19.Bölüm

629 41 21
                                    

09.08/2023

<3<3<3<3<3<3<3<3<3<3<3<3

Korku neydi ve insanın tam olarak korktuğu neydi? Aslında tam olarak kendisiydi. İnsanın zarar görme düşüncesi olmazsa korku da kendi kendini imha ederdi. Sevdiklerine zarar geldiğinde doğal olarak kendine dönen o zarar, yine korkuyu beraberinde getirirdi. Tıpkı şu an iliklerime kadar korktuğum gibi... Kendim için korkuyordum ama bu korku ölümden değil hayallerimi yaşayamanın korkusuydu. Bu korku, onca verdiğim çabanın boşa çıkacak olmasından dolayı oluşan korkuydu. Bu korku kendimdendi.

Korkuyordum çünkü ilk kez biri bana silah doğrultmuştu. Korkuyordum çünkü o silah ateşlenmişti. Korkuyordum çünkü beni can damarımdan vurmuşlardı...

Karşımdaki adamın yeşil gözleri benim mavi gözlerime takılı kaldı.  Duygusuz gözlerinde bir duygu belirdi o an 'acımak'... Ama bu acıma duygusu bana üzüldüğünden falan değildi.

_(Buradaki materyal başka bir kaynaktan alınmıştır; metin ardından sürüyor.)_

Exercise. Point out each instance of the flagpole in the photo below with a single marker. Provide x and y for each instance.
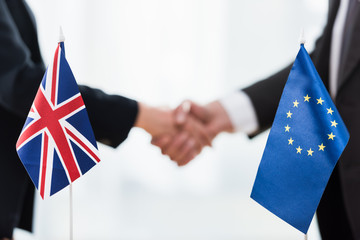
(71, 214)
(62, 39)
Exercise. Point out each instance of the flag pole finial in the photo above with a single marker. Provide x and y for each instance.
(61, 35)
(302, 36)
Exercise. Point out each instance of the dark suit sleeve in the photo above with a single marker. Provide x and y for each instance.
(19, 75)
(111, 116)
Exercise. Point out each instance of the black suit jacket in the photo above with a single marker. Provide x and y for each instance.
(21, 71)
(344, 186)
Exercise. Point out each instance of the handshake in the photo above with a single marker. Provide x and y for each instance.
(183, 132)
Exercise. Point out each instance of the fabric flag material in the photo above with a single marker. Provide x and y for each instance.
(57, 144)
(305, 142)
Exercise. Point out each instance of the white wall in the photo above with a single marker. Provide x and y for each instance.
(160, 52)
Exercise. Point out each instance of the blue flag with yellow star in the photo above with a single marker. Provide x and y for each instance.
(305, 142)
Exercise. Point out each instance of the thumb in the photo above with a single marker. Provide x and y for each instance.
(200, 112)
(182, 112)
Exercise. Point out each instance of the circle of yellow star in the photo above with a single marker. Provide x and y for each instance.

Onu dinlemediğim için acizliğime duyduğu bir şeydi. Evet belki acizdim ama asla boyun eğmezdim. Bedenim acı hissetmezken bacaklarım beni taşıyamadı ve yere düştüm. Kan kokusu geliyordu burnuma. Bu kokuyu iyi bilirdim çünkü anne ve babamda çok yakından duymuştum. Şimdi daha yakından hissediyordum çünkü o kan bizzat benden geliyordu. Dizlerimin titremesi ve giderek güç kaybetmem ile bedenimi daha fazla taşıyamamıştım.

Ben yere düşmüş yavaş yavaş hissettiğim acı ile yatarken başıma dikilen adam ile yeniden göz göze geldik.

"seni uyarmıştım." dedi ve arkasını döndü.

Giden ayak seslerini işitiyor ama bulanık görüyordu gözlerim. Bacağımda hissettiğim büyük acı ile adeta nefesim kesildi. Olmaması dileyerek titreyen ellerimi bacağıma götürüp elimi tekrar göz hizzama getirdim. Elimde gördüğüm kan ile adeta ölmeyi dilemiştim. Yarışmaya bir ay vardı ve o katil beni bacağımdan vurmuştu. Nefesimi kesende buydu tam olarak. Beni yaşarken öldürmeyi seçmişlerdi...

Yerde acı ile kıvranırken ne yapacağımı  bilemiyor kesilen sesimle yardım istiyordum. Benim bile zor duyduğum sesi bir başkasının duymasını bekleyemezdim ama umut denen kavram tam olarak burada devreye giriyordu. Aklıma gelen fikirle umudumun son kırıntılarını toplayıp yerde sürünerek  telefonumu aramaya başladım. Gözüme çarpmayan telefonu yatağımın üstüne bıraktığım aklıma gelince sürünerek yatağa yaklaştım. Zor da olsa ulaştığım telefondan bulanık gören gözlerimle Ömer'i tuşaladım. Belki bana yardım edemezdi ama en azından ambulans gönderebilirdi. Açılmayan telefon daha da korkmama sebep olmuştu. 

"Ne olur aç Ömer, lütfen aç!" diye kendi kendime söyleniyordum.

Kaç kere açılmayan telefon ile gözlerimden yaşlar akmaya başladı. Gözlerim geldiğim yere takıldığında yerde gördüğüm kan gölü ile umudumu kaybetmiştim. Bacağımı belki kullanamayacaktım ama hayatımı da kaybetmek üzereydim.

Gözlerim buğulanmış yerde acı ile kıvrılırken katilin açık bıraktığı kapıdan bir siület belirdi. Kim olduğunu anlamak için daha dikkatli bakıyor gözlerimi kapayıp açıyordum fakat kim olduğunu bulanık gören gözlerimle çözemiyordum. Siület, gittikçe bana yaklaşırken sadece ona baktığımı sanıyordum çünkü bilincim yavaş yavaş beni terkediyordu. En son bir yabancı tarafından kucağa alındığımı hissetmiştim ve bu his ile birlikte kalan bilincimi de yitirmiştim.

.......

Yüzüme esen rüzgar daha da mayıştırıyordu beni. Burnumda yağmurdan sonra etrafa yayılan toprak kokusu, kulağımda dalgaların taşlara vuruş sesi yankılanıyordu. Huzur buluyordum hatta hiç bu kadar huzurlu hissettiğimi hatırlamıyordum. Sanki en güvendiğim limana sığınmış gibiydim.